Configuring the Authentication Policy

Expand the Authentication Policy.

Click the + above the default rule to create a new authentication rule.

I will name this rule Wired 802.1x

Then click the + under Conditions to add a condition.

From the Library in the Conditions Studio, drag the Wired_802.1X condition into the Editor field.

If you don’t plan on doing BYOD, then you can likely just use this condition only in the authentication rule. However, if you plan on using BYOD or other EAP protocols that might need to be authenticated against a different identity source, you will want to add additional conditions here to specify that only PEAP-EAP-TLS will use this identity source sequence.

Drag and drop the saved library condition PEAP-EAP-TLS that we previously created into the Editor to do so.

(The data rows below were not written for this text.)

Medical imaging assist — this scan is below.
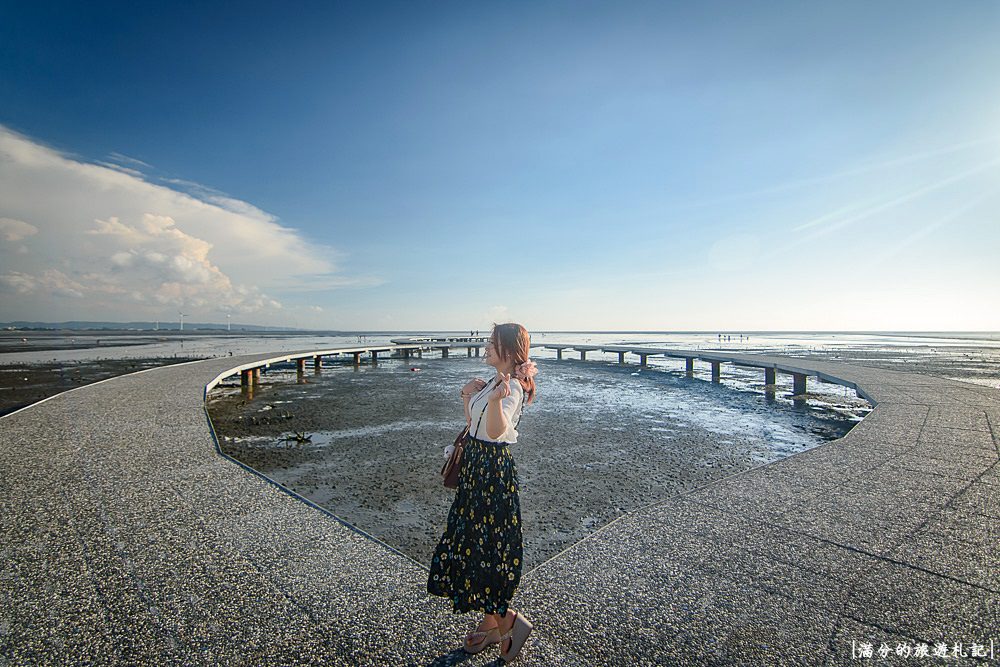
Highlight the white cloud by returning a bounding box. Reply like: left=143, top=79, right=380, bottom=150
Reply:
left=0, top=218, right=38, bottom=243
left=0, top=126, right=382, bottom=323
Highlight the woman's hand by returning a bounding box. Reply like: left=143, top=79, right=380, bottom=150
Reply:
left=490, top=373, right=510, bottom=401
left=462, top=378, right=486, bottom=398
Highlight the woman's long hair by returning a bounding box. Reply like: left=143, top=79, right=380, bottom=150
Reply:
left=490, top=322, right=535, bottom=405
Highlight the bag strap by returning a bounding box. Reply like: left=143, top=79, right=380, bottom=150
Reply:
left=469, top=375, right=524, bottom=438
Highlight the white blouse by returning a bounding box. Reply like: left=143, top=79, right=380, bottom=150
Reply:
left=469, top=378, right=524, bottom=444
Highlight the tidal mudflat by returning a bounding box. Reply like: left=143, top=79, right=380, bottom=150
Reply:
left=208, top=357, right=868, bottom=569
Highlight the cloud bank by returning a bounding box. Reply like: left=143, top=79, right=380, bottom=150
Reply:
left=0, top=126, right=378, bottom=324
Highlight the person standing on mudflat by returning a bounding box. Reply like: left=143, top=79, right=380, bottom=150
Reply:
left=427, top=323, right=538, bottom=662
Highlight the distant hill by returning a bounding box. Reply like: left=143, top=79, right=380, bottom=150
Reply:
left=0, top=321, right=306, bottom=332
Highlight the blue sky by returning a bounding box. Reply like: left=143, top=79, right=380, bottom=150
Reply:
left=0, top=2, right=1000, bottom=330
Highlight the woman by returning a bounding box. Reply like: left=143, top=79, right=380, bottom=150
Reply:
left=427, top=323, right=538, bottom=662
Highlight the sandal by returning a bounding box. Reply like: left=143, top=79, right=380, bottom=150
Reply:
left=500, top=611, right=534, bottom=664
left=462, top=626, right=500, bottom=655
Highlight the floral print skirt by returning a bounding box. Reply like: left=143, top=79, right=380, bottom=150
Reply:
left=427, top=437, right=523, bottom=614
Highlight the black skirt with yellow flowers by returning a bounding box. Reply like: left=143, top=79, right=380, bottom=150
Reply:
left=427, top=437, right=523, bottom=614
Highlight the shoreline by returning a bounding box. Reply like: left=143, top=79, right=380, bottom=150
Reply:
left=208, top=358, right=864, bottom=571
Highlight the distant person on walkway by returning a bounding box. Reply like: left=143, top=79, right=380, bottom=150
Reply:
left=427, top=323, right=538, bottom=662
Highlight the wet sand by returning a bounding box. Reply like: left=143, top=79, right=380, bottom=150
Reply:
left=209, top=358, right=867, bottom=569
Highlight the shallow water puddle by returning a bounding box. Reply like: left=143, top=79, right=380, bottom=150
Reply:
left=209, top=358, right=865, bottom=569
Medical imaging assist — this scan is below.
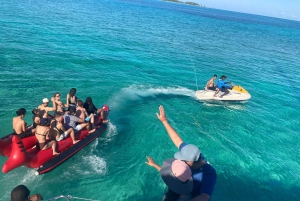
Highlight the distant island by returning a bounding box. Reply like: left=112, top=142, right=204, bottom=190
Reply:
left=163, top=0, right=205, bottom=7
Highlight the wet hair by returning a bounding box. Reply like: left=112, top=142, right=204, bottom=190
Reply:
left=54, top=112, right=64, bottom=118
left=31, top=108, right=40, bottom=115
left=16, top=108, right=26, bottom=116
left=77, top=100, right=83, bottom=107
left=10, top=185, right=30, bottom=201
left=85, top=97, right=95, bottom=111
left=38, top=110, right=46, bottom=118
left=69, top=107, right=76, bottom=114
left=69, top=88, right=76, bottom=96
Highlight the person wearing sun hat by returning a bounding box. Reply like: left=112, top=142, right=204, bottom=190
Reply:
left=156, top=106, right=217, bottom=201
left=38, top=97, right=56, bottom=126
left=145, top=156, right=193, bottom=201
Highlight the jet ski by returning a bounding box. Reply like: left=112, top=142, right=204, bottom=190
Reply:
left=195, top=85, right=251, bottom=101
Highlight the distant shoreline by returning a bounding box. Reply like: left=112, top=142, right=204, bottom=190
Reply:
left=163, top=0, right=205, bottom=7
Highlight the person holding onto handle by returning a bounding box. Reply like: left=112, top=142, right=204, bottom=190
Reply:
left=156, top=106, right=217, bottom=201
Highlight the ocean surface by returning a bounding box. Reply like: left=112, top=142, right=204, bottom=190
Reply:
left=0, top=0, right=300, bottom=201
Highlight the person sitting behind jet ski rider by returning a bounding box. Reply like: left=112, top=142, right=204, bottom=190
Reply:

Click Use to use these conditions.

Under the Use field of the rule, click the pencil icon next to the identity store (Internal Endpoints) to show the dropdown. Choose the CA_AD_Cert Identity Source Sequence that we previously configured.

Configure the Authorization Policy

PEAP-EAP-TLS does not support EAP-chaining. That means that the computer and user cannot be authenticated simultaneously. In a previous post, we configured an Active Directory Group Policy Object (GPO) that auto-enrolled both users and computers with certificates and configured the supplicants for EAP authentication. Based on the setting from this GPO, if a user is logged into the computer, the computer will offer the user certificate for EAP authentication. If the user is not logged in, the computer will offer the computer certificate for EAP authentication. Why is this important? If you want a computer to still have some level of access to the computer for updates, patches, etc, during the night, you will want to ensure an authenticated computer has some level of access. Otherwise, you may have to deal with hundreds or thousands of computers simultaneously getting updates, patches, etc, in the morning when computers login, and that would not be optimal. For that reason, our first authorization rule will be for computer access.

Expand the Authorization Policy.

Click on the + above the Default rule.

We will name this rule Computer Access.

Then click the + under conditions to bring up the Conditions Studio.

We are going to create a condition based on Active Directory group membership.

Click on Click to add an attribute.

From the Select attribute for condition pop-up, type in External in the Attribute field to filter the options.

Choose ExternalGroups from the dropdown next to your Active Directory domain.

From the value dropdown, choose the Domain Computers Active Directory group.

Optionally, if you plan on configuring BYOD that might use a different EAP type and want users to have differentiated access for BYOD devices vs. corporate-owned devices, you can drag our PEAP-EAP-TLS condition from the library into the editor here.

When finished, click Use to use these attributes.